My old man kept away from all that and made an impressive career as an inspector in the criminal justice department. He nabbed scum and felons off the streets, rapists and killers, once he even caught a college professor who had raped a student. The guy got himself out thanks to his political buddies with a lot of pull. The girl withdrew her statement, and he walked out a free man. But he didn’t know how we Malavrazićes are. My old man waited a few months and then got in touch with two crooks from the block who owed him a favor. They almost put our respected professor in a wheelchair. He wasn’t raping anyone else after that. My old man called it “crime prevention,” which was, obviously, more important than the risk of a suspension.

“Come to see if I’m still aboveground?” he asked as a greeting.

“Don’t be like that…”

“Hand me the hydrometer.”

While he tested the strength of the rakija, not looking at me, he asked a question: “What did Hajji Pešić want?”

“Is the waiter from the Manjež snitching on me?”

“No. The maître d’. I got his son out of jail ten, no, fifteen years ago. He drank a little too much and stole a car and wrecked it.”

“Nice to see your old connections still paying off. How do you know Hajji Pešić?”

“She came to me as well. A few times. She offered money…”

“You refused, of course.”

“Of course. How could I not?”

“But why?”

He stood, threw two logs into the fire under the still, wiped his hands on his blue work pants, and peered intensely at me. “Because it’s better if no one finds out the truth.”

“Why do you get to decide that?”

He smiled ironically. He went into the house, and I sipped some almost-done rakija. It had a mild sharpness and a strong aroma of grapes. My old man was a master.
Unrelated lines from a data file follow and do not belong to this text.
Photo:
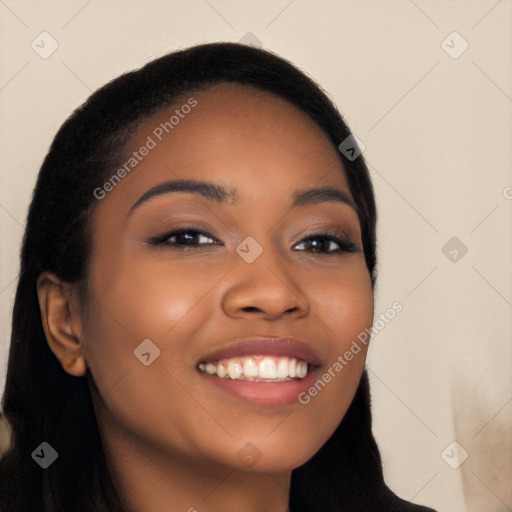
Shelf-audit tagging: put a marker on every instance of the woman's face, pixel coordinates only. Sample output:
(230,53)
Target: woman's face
(258,273)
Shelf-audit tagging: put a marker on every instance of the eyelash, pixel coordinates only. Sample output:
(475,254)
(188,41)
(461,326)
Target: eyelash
(345,245)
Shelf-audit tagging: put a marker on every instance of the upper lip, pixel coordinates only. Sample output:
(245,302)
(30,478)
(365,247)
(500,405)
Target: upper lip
(266,345)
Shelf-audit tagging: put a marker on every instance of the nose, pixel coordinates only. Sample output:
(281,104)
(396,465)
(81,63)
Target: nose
(264,288)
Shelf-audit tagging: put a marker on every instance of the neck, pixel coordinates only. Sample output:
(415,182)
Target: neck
(152,480)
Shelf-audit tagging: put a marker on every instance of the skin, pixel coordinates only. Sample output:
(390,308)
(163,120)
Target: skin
(170,437)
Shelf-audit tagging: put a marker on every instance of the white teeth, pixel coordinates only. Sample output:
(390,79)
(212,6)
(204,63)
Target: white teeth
(282,368)
(250,367)
(267,369)
(302,369)
(257,368)
(221,370)
(291,368)
(234,369)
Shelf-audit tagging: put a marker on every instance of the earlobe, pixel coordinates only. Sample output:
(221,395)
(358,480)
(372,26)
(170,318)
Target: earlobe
(61,321)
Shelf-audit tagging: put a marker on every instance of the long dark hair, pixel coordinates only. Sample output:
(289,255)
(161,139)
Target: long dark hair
(42,401)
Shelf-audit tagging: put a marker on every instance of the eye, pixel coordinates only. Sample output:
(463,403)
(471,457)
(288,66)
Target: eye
(327,242)
(186,237)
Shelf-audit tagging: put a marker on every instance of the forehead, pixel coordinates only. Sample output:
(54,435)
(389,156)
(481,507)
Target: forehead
(245,138)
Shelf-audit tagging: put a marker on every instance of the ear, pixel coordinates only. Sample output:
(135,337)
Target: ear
(60,315)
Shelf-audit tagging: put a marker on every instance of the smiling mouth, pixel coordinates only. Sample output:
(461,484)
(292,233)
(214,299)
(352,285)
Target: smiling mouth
(257,368)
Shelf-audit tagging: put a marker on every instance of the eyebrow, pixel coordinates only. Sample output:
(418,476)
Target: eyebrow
(221,194)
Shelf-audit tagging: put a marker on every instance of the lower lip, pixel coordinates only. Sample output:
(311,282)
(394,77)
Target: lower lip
(270,394)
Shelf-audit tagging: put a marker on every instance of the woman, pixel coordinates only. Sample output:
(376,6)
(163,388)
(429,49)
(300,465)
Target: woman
(198,258)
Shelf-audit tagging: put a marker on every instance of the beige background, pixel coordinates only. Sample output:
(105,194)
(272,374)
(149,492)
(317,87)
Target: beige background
(437,131)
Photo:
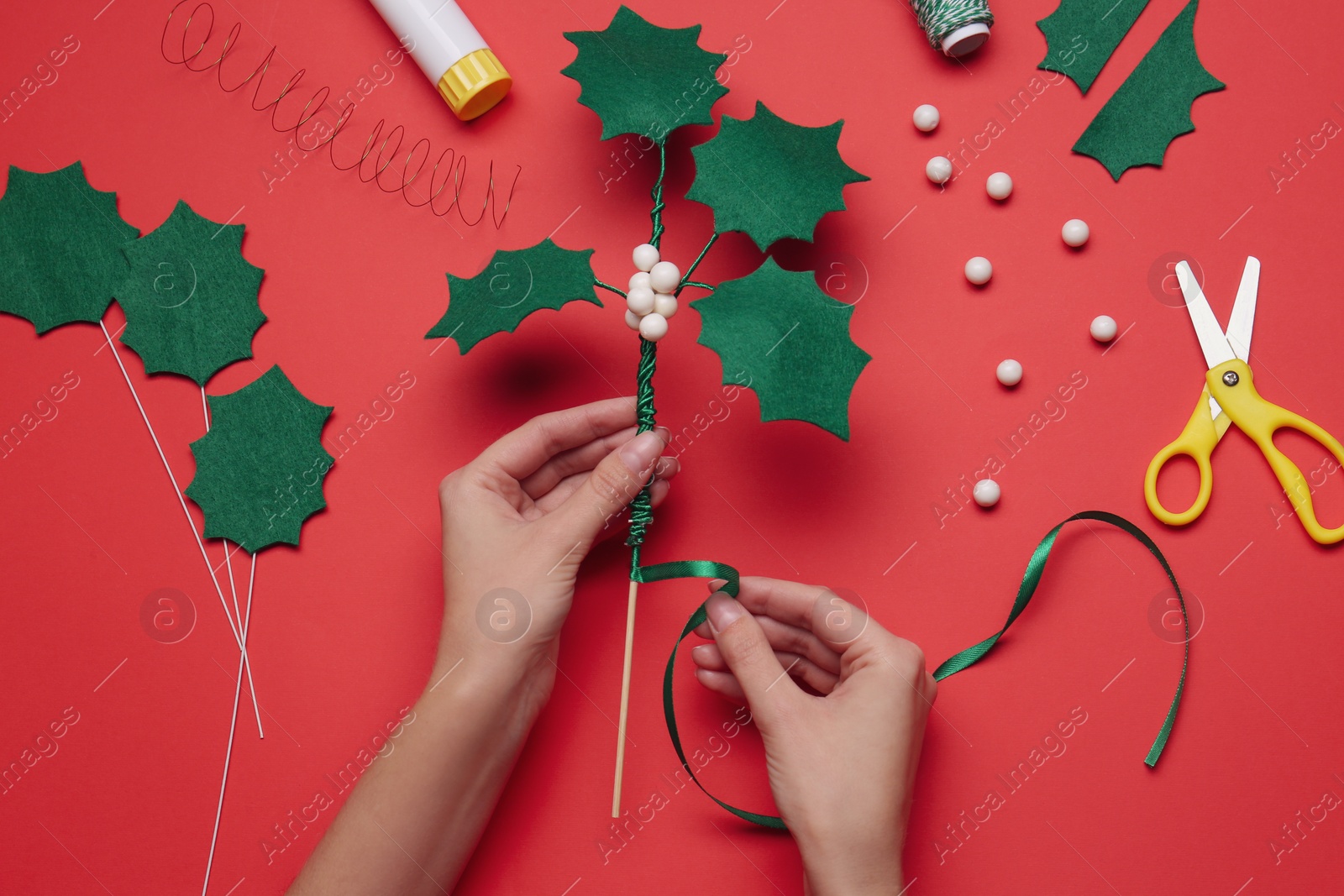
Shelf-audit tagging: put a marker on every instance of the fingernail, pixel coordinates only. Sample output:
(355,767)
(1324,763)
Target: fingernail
(722,611)
(640,452)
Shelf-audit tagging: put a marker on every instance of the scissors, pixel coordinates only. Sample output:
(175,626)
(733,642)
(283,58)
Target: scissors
(1229,398)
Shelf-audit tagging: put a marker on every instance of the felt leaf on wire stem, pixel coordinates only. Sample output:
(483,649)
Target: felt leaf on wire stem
(190,296)
(1152,107)
(1081,35)
(60,248)
(780,335)
(260,468)
(770,177)
(514,284)
(644,80)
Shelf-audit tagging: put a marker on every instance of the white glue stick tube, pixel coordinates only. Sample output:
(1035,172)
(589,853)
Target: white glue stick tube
(450,53)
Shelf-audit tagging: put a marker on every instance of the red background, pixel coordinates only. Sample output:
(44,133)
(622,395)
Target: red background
(344,626)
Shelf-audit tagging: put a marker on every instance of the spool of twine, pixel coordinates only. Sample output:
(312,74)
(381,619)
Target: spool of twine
(956,27)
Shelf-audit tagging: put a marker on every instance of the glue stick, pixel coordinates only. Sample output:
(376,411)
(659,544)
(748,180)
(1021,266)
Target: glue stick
(450,53)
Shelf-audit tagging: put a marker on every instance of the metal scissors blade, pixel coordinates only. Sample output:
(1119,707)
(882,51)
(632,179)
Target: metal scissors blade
(1213,342)
(1243,311)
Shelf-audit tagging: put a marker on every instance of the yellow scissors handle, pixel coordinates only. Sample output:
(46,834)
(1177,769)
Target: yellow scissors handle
(1196,441)
(1231,385)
He came back out when I was already on my third glass.

“Don’t overdo it. It’s got methyl in it. It’s not fermented.”

“I noticed,” I said unsteadily, draining the glass.

He handed me a dusty, used notebook.

“What’s this?”

“Your grandfather’s journal.”

“Journal? I didn’t know this even existed.”

“Now you do. Now you can find out about your… hmm… employer. Why she’s hired you. Was the grape good at least?”

“The grape? Excellent.”

I took the notebook feeling some sort of sacred respect. And some tingling glee. Maybe I wasn’t a total loser after all. Something told me that I’d solve this case that even my grandfather hadn’t been able to.

Serbs and Americans had once been friends.

Then came the nineties.

I remember that sometime at the beginning of ’93 I saved a boy from a hanging whose only crime was that he’d worn a shirt with John Wayne on it, and so had insulted the pride and patriotic feelings of a few fans. I also remember that they’d had a good go at him before my colleague and I intervened. The legendary Duke on his chest had taken on blue and red hues, as though some hack artist had wanted to overlay his old black-and-white films.

And it had happened overnight. That hatred. Just like everything else in Serbia.

We grew up on John Houston, Frank Capra, and Don Siegel movies. All the girls were hot for Clint Eastwood. When you said “gentleman” you thought Gregory Peck. We all wanted to be Gary Cooper in High Noon. We wore Levi’s. Drank Coca-Cola and Pepsi. Listened to Michael Jackson and Madonna. Yul Brynner played the part of a partisan in Battle of Neretva, the most expensive film made in the former Yugoslavia. Robert De Niro sat on the steps of the Sava Center while he watched flicks at the Belgrade Film Festival, FEST, the largest showcase of films on the Communist side of Europe during the Cold War. They say that before the festival he’d gotten lost in southern Serbia and was taken in by some nice folks in the village of Čokot, a stone’s throw from Niš.